在开发定制化函数过程中,我们可能会用到动态定义变量名,也即将特定字符串(string)定义为动态变量名(variable),然后tidyverse语境下的mutate()操作应用。

下面提供了若干动态变量名操作的方法:

df <- tibble(
  province = c("陕西","山东","湖南"),
  value = rnorm(3),
  cat = LETTERS[1:3]
)
kable(df,align = "c", caption = "演示数据")
演示数据
province value cat
陕西 0.4609162 A
山东 -1.2650612 B
湖南 -0.6868529 C

方法1:利用dplyr包(version >1.0,结合了glue包的参数调用),结合{{}}:=get()。缺点是函数会显得可读性较差!(参看队长问答

col_tar <- "province"
col_media <- paste0(col_tar,"_raw")
n<-3
col_num <- "value"
# this will work
out1 <- df %>%
  # duplicate new named columns
  mutate({{col_media}} := get(col_tar)) %>%
  mutate("{col_media}.{3}" := value*n) %>%
  mutate("mean of {col_num}" := mean(get(col_num)))

# NOTE: this will work in another way unintended
out2 <- df %>%
    # duplicate new named columns
    mutate({{col_media}} := {{col_tar}})
kable(out1,align = "c", caption = "可行1:{{}}结合:=以及get()")
可行1:{{}}结合:=以及get()
province value cat province_raw province_raw.3 mean of value
陕西 0.4609162 A 陕西 1.382749 -0.4969993
山东 -1.2650612 B 山东 -3.795184 -0.4969993
湖南 -0.6868529 C 湖南 -2.060559 -0.4969993
kable(out2,align = "c", caption = "不可行2:{{}}结合:=")
不可行2:{{}}结合:=
province value cat province_raw
陕西 0.4609162 A province
山东 -1.2650612 B province
湖南 -0.6868529 C province

方法2:结合使用!!rlang::sym():=。缺点是代码比较繁琐。

# this will work
out3 <- df %>%
    # duplicate new named columns
    mutate(!! rlang::sym(col_media) := !! rlang::sym(col_tar))
kable(out3,align = "c", caption = "可行3:结合!!rlang::sym()以及:=")
可行3:结合!!rlang::sym()以及:=
province value cat province_raw
陕西 0.4609162 A 陕西
山东 -1.2650612 B 山东
湖南 -0.6868529 C 湖南

1.7.2 计数counter

task_counter <- function() {
  i <- 0
  function() {
    i <<- i + 1
    i
  }
}

n_task <- task_counter()

# firt
n_task()
[1] 1
# second
n_task()
[1] 2
# clean the counter
n_task <- task_counter()
# firt
n_task()
[1] 1

参考资料:

1.7.3 排列组合

对于组合数的计算,要区分可重复还是不重复两类情形:

  • 可重复组合数的计算公式为\(n^k\)

  • 不可重复组合数的计算公式为:\(\left(\begin{array}{l}n \\ k\end{array}\right)=\frac{n !}{k !(n-k) !}\)

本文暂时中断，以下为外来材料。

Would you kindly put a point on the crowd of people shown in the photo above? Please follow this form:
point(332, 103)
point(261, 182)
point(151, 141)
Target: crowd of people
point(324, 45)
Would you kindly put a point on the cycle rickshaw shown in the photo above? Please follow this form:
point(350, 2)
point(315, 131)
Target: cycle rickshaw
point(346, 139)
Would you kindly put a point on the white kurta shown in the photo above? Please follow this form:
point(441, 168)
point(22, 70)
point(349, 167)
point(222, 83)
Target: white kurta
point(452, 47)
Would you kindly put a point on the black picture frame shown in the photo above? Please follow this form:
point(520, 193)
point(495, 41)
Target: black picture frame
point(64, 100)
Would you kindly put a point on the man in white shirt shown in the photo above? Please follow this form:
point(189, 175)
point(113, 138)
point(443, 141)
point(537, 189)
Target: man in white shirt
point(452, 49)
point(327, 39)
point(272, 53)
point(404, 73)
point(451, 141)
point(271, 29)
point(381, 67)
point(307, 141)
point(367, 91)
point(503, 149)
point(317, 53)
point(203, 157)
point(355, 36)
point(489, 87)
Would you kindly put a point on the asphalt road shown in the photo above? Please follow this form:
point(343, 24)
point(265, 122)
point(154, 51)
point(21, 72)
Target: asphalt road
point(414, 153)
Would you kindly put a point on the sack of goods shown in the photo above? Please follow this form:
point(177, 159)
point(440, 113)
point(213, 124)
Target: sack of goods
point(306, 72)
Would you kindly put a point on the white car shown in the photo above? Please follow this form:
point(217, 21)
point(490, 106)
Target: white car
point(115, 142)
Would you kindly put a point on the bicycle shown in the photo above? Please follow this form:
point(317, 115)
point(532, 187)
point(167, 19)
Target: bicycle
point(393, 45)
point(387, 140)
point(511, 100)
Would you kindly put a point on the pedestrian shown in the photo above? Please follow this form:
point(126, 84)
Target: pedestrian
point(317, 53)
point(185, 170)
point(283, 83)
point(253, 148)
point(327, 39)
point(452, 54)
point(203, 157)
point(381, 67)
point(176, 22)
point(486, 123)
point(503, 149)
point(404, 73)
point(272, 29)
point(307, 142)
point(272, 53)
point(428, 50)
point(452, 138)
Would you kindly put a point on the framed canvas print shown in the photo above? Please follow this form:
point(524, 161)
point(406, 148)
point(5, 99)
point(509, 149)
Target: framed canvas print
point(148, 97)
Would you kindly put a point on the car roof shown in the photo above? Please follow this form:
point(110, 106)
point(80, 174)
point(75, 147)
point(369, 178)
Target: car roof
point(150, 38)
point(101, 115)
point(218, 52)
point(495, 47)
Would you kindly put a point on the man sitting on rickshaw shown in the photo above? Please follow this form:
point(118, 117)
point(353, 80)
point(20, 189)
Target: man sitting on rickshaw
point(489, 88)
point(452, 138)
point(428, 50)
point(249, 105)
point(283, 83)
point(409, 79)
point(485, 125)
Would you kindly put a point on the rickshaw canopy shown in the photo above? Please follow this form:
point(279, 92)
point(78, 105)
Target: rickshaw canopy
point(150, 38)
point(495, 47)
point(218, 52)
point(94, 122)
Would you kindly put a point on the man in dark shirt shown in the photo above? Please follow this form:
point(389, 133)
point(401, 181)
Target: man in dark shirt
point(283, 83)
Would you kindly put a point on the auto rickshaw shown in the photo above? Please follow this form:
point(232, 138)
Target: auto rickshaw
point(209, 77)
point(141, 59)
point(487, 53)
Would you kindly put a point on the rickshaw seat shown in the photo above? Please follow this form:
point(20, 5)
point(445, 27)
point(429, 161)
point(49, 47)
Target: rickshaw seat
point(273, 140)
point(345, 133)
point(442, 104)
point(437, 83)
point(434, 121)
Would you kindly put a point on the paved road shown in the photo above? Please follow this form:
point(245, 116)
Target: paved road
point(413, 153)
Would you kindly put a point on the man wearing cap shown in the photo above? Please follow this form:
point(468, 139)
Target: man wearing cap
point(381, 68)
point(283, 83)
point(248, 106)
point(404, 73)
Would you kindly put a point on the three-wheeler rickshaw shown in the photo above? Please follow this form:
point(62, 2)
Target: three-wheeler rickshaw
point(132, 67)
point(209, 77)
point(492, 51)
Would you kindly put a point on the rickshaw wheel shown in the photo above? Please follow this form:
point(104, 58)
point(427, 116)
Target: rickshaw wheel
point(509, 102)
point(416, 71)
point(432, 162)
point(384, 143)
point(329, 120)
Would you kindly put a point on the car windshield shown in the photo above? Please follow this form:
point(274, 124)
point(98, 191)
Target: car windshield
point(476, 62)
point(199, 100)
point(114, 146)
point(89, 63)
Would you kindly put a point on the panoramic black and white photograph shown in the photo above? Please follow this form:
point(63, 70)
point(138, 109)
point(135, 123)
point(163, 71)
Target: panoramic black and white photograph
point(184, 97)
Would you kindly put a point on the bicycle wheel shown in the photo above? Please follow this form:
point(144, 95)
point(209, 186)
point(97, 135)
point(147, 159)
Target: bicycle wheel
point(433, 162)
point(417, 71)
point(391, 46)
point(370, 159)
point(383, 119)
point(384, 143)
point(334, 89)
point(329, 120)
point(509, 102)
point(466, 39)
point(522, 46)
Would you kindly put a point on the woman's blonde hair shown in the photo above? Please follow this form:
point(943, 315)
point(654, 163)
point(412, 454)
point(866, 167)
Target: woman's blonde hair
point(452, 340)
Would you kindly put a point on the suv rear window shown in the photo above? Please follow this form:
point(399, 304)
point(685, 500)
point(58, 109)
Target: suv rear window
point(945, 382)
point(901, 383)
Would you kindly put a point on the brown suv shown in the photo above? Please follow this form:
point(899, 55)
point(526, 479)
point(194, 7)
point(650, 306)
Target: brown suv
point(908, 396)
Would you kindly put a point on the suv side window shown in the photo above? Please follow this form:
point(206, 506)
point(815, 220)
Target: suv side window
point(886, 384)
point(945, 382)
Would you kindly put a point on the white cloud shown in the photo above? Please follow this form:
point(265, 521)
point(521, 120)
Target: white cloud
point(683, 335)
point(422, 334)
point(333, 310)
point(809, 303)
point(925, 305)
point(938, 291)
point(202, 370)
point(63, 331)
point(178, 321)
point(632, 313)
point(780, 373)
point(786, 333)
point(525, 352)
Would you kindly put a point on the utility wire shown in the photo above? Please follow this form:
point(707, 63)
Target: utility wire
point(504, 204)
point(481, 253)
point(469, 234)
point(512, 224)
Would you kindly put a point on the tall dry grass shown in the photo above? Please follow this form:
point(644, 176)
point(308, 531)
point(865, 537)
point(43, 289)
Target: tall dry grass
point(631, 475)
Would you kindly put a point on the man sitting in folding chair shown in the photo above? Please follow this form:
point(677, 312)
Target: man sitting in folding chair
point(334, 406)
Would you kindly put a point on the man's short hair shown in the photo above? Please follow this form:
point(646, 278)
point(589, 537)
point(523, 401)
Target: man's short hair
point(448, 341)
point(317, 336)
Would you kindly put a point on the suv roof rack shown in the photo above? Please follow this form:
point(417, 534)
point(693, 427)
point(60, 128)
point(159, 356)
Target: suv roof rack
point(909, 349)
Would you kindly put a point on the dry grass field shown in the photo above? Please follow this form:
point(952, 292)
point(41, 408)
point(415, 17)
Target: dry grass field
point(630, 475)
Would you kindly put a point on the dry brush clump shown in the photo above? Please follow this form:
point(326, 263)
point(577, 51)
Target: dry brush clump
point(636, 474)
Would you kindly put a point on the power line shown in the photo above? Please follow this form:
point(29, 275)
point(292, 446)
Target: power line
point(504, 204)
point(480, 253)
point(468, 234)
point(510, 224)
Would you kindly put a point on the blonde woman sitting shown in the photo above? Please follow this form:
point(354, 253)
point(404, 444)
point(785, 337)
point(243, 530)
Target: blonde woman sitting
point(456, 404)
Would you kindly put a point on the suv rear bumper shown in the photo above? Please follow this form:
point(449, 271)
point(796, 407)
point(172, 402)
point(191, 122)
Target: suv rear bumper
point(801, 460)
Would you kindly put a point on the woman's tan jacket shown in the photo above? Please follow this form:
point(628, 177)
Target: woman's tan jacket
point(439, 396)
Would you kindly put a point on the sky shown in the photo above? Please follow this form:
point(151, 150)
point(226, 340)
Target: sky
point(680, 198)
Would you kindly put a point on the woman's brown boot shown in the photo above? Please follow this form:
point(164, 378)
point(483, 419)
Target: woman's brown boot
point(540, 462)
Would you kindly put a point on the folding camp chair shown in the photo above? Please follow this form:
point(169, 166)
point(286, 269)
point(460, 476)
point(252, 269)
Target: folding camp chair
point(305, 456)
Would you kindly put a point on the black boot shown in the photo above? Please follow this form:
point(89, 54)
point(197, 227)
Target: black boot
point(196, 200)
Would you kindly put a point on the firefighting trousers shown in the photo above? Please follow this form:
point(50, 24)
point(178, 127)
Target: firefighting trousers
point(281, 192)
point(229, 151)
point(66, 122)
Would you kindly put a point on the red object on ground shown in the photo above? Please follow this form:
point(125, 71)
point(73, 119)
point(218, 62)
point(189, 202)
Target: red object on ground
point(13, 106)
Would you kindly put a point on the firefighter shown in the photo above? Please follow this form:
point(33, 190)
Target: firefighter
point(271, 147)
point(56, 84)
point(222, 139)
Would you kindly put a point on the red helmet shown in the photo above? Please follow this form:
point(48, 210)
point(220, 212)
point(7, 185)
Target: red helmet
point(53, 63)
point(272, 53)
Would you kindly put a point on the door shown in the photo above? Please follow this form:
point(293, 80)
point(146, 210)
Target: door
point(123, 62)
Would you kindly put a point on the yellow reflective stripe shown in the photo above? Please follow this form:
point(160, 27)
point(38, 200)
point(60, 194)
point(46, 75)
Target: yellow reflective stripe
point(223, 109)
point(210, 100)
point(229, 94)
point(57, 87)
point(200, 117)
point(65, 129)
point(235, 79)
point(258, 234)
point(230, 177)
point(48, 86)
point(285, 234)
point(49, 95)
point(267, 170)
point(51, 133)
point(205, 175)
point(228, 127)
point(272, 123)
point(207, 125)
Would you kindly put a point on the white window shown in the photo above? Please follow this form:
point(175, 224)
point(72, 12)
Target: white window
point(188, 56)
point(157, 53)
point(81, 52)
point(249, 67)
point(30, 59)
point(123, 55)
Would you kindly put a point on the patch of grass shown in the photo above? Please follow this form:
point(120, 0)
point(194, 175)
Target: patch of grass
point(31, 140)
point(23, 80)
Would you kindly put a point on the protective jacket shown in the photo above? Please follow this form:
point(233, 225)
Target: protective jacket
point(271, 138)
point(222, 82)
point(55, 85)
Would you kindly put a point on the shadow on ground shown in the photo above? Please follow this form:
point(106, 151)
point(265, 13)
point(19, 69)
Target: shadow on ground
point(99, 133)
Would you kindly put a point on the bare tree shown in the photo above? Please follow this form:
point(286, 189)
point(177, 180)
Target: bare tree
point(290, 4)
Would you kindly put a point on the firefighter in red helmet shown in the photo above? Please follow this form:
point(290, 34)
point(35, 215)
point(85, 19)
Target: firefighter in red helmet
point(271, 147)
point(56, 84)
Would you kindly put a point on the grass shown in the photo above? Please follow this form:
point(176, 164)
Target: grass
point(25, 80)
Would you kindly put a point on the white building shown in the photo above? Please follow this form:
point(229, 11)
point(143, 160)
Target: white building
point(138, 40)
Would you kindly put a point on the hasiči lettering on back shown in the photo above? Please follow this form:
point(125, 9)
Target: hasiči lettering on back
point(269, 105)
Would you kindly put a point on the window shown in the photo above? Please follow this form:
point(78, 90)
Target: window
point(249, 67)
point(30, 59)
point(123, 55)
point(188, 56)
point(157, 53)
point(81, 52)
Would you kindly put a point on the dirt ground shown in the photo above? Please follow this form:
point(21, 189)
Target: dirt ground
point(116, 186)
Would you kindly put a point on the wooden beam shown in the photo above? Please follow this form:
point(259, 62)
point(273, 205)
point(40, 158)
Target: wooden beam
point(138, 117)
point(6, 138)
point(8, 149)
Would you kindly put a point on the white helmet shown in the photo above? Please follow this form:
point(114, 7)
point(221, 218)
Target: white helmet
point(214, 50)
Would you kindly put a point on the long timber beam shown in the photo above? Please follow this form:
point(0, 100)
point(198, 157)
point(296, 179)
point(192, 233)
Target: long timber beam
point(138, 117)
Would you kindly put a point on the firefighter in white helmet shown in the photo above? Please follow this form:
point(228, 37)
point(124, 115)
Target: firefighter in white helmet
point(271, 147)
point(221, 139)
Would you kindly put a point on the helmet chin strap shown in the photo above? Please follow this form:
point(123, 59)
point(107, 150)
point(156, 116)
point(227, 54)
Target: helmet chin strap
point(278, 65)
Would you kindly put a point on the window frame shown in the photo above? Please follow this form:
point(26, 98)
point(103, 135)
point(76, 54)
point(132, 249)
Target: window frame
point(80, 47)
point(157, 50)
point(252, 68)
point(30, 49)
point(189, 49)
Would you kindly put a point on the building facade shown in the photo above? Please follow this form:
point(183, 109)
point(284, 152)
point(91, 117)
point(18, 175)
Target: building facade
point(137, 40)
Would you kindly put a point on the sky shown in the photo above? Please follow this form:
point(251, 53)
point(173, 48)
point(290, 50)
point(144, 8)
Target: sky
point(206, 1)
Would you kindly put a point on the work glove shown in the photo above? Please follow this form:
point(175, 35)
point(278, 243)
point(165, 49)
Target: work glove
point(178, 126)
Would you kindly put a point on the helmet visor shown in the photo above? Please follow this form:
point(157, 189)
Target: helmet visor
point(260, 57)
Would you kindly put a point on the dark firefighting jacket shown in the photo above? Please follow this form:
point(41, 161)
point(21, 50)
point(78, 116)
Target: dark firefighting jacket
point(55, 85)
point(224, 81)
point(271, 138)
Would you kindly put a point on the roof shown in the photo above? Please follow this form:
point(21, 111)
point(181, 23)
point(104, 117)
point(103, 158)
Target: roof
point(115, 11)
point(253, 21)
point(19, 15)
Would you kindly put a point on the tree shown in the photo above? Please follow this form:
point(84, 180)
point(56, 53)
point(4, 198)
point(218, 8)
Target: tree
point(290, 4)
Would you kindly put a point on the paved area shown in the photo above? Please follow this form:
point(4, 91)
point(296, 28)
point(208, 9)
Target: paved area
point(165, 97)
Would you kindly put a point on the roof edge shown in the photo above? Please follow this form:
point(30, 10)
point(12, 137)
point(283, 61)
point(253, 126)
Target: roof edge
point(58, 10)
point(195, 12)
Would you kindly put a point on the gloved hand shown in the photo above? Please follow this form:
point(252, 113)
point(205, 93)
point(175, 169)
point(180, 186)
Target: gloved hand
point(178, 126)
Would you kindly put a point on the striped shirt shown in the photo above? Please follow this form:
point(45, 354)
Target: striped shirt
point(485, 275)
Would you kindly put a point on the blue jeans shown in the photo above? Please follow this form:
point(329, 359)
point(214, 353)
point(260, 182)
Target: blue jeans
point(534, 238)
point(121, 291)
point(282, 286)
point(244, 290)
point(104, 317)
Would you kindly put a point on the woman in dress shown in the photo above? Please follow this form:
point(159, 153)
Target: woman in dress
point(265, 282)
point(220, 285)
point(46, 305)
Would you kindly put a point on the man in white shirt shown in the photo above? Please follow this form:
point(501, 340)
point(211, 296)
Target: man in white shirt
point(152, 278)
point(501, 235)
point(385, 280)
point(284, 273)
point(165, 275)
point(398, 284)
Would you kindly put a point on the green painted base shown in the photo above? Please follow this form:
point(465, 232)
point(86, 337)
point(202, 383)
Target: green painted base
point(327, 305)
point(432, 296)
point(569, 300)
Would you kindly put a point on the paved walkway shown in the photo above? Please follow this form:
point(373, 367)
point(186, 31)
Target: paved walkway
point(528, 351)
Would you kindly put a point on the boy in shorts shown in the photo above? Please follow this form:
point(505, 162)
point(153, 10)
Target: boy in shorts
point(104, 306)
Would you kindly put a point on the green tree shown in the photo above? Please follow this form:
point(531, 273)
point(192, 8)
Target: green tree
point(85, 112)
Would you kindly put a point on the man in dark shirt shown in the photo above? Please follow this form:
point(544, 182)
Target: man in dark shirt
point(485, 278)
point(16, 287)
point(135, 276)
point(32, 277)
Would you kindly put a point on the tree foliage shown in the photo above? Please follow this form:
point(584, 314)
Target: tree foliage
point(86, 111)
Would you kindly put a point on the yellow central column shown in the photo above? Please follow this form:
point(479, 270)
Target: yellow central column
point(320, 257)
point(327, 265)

排列组合问题的R计算可以参看:Learning R: Permutations and Combinations with base R

# combination function
## combinations without repetitions
n1 <- length(combn(1:151,2))/2
n2 <- choose(151,2)

# permutation function
perm <- function(v) {
  n <- length(v)
  if (n == 1) v
  else {
    X <- NULL
    for (i in 1:n) X <- rbind(X, cbind(v[i], perm(v[-i])))
    X
  }
}

# nrow(perm(1:2))

1.8 R包janitor

1.8.1 统计制表 vs janitor::tabyl

tabyls: a tidy, fully-featured approach to counting things. see link

(1)优点

  • 方便统计频次和频率

  • 方便添加行合计

  • 方便调整数据格式(百分数等)

  • 可以结合knitr::kable()输出

(2)不足

  • janitor::tabyl()仅适合处理原始数据,并且是data.framevector

1.8.2 注意函数使用次序

特别需要注意系列janitor::adorn_xx()函数的使用先后顺序关系。概括起来需要小心的是:

  • 先计算汇总,再设置格式。其核心要点在于,数据列格式的变换,会导致数据列类型(type)的改变,比如numeric类型会变为character类型。例如,需要先adorn_total("rows")进行行汇总,再adorn_pct_formatting()把比率转换为百分数。

  • 没有被汇总的adorn_total(),也不会被进一步调整格式adorn_pct_formatting()。这意味着手动计算的占比列(小数如0.32),不能够使用adorn_pct_formatting()调整为百分数(如32%)。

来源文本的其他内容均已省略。